# Text-to-SQL V4 - Spider with REAL Schema

**SETUP REQUIRED:**
1. Click **+ Add Input** (right sidebar)
2. Search: `yale-universitys-spider-10-nlp-dataset`
3. Add the dataset by `jeromeblanchet`

**What's Fixed:**
- Uses `tables.json` for real schema (table names, column names, types)
- Merges schema into each training example by `db_id`
- Model finally sees actual columns like `students(id, name, gpa)`

**Expected:** 35-50% accuracy (vs 11% without schema)

---

In [None]:
# Cell 1: Install
!pip install -q transformers>=4.35.0 datasets>=2.14.0 accelerate>=0.24.0
!pip install -q torch sentencepiece pandas numpy tqdm

In [None]:
# Cell 2: Setup & Verify Kaggle Dataset
import os
import json
import torch
import numpy as np
import warnings
from collections import defaultdict

warnings.filterwarnings('ignore')

print("=" * 60)
print("TEXT-TO-SQL V4 - SPIDER WITH SCHEMA")
print("=" * 60)

# Find the Kaggle input path
KAGGLE_INPUT = "/kaggle/input"
SPIDER_PATH = None

if os.path.exists(KAGGLE_INPUT):
    for folder in os.listdir(KAGGLE_INPUT):
        if "spider" in folder.lower():
            SPIDER_PATH = os.path.join(KAGGLE_INPUT, folder)
            break

if SPIDER_PATH is None:
    print("ERROR: Spider dataset not found!")
    print("Please add dataset: jeromeblanchet/yale-universitys-spider-10-nlp-dataset")
    raise FileNotFoundError("Add Spider dataset first")

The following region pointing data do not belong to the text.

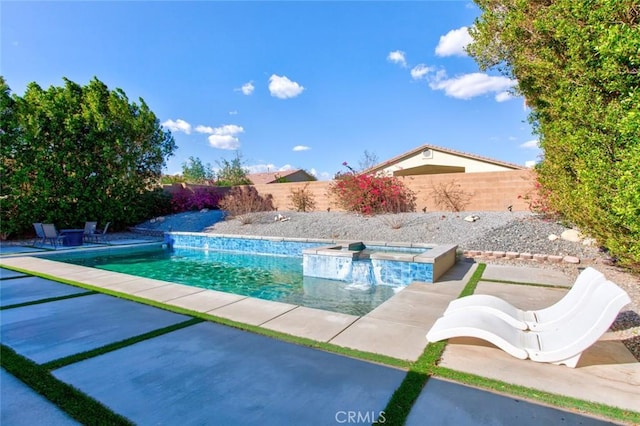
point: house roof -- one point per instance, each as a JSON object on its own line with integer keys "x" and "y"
{"x": 421, "y": 148}
{"x": 270, "y": 177}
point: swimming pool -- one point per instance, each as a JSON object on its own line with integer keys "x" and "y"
{"x": 270, "y": 277}
{"x": 310, "y": 273}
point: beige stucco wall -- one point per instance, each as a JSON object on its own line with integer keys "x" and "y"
{"x": 491, "y": 191}
{"x": 445, "y": 159}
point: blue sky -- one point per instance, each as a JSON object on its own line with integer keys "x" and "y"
{"x": 307, "y": 84}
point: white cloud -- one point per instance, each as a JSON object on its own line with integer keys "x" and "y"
{"x": 397, "y": 57}
{"x": 178, "y": 126}
{"x": 223, "y": 137}
{"x": 420, "y": 71}
{"x": 224, "y": 142}
{"x": 454, "y": 42}
{"x": 503, "y": 96}
{"x": 533, "y": 144}
{"x": 468, "y": 86}
{"x": 283, "y": 88}
{"x": 247, "y": 88}
{"x": 204, "y": 129}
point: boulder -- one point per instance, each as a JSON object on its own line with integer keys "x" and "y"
{"x": 572, "y": 235}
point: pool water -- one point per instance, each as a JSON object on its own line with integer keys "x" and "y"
{"x": 269, "y": 277}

print(f"Spider dataset found: {SPIDER_PATH}")
print(f"\nContents:")
for item in os.listdir(SPIDER_PATH)[:10]:
    print(f"  {item}")

print(f"\nPyTorch: {torch.__version__}")
print(f"CUDA: {torch.cuda.is_available()}")

if torch.cuda.is_available():
    GPU_NAME = torch.cuda.get_device_name(0)
    GPU_MEM = torch.cuda.get_device_properties(0).total_memory / 1e9
    print(f"GPU: {GPU_NAME} ({GPU_MEM:.1f} GB)")
    MODEL_NAME = "google-t5/t5-base"
else:
    MODEL_NAME = "google-t5/t5-small"

print(f"Model: {MODEL_NAME}")
print("=" * 60)

In [None]:
# Cell 3: Load tables.json (THE KEY FIX)
import glob

# Find tables.json
tables_files = glob.glob(f"{SPIDER_PATH}/**/tables.json", recursive=True)
if not tables_files:
    # Try without recursion
    tables_files = [f"{SPIDER_PATH}/tables.json"]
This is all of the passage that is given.